県漁連幹部や国、県の関係者ら約40人が参加した会談は冒頭を除いて非公開で行われた。終了後、報道陣の取材に応じた西村氏が強調したのは、復興と廃炉の完遂が国と漁業者共通の目標であるという点だ。
西村氏は、会談の中では「関係者の理解なしにはいかなる処分も行わない」とした国と東電、県漁連との約束についても議題に上がったと説明。その上で「関係者から一定の理解は得られた。また、漁業者と国、東電は廃炉と復興という共通目標に向かって進んでいる」との見解を示した。
一方、野崎会長によると、出席した漁業者からは「国が最後まで責任を持つ」という国の姿勢を、覚書を交わして記録に残すべきだとの意見も出たという。野崎会長は「閣議決定の内容が公文書として残る。それを(覚書に代わる)位置付けとしたい」と述べた。放出に反対の立場を堅持しつつ、「漁業者も漁場のモニタリングなどに積極的に協力する」として放出以降の海の状況の推移を注視する姿勢を強調した。

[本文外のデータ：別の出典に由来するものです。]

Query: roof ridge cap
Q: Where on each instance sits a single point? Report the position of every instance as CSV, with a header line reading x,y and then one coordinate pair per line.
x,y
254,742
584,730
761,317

「西村氏の説明を聞いても、反対の立場は変わらない。変わるわけがない」。いわき市漁協の江川章組合長は会談を終え、大きなため息をついた。これまで風評被害への懸念を繰り返し伝えてきた。「放出には反対だ。関係者は皆怒っている。(政府が)本当に何を考えているのか分からない」と憤りを隠さなかった。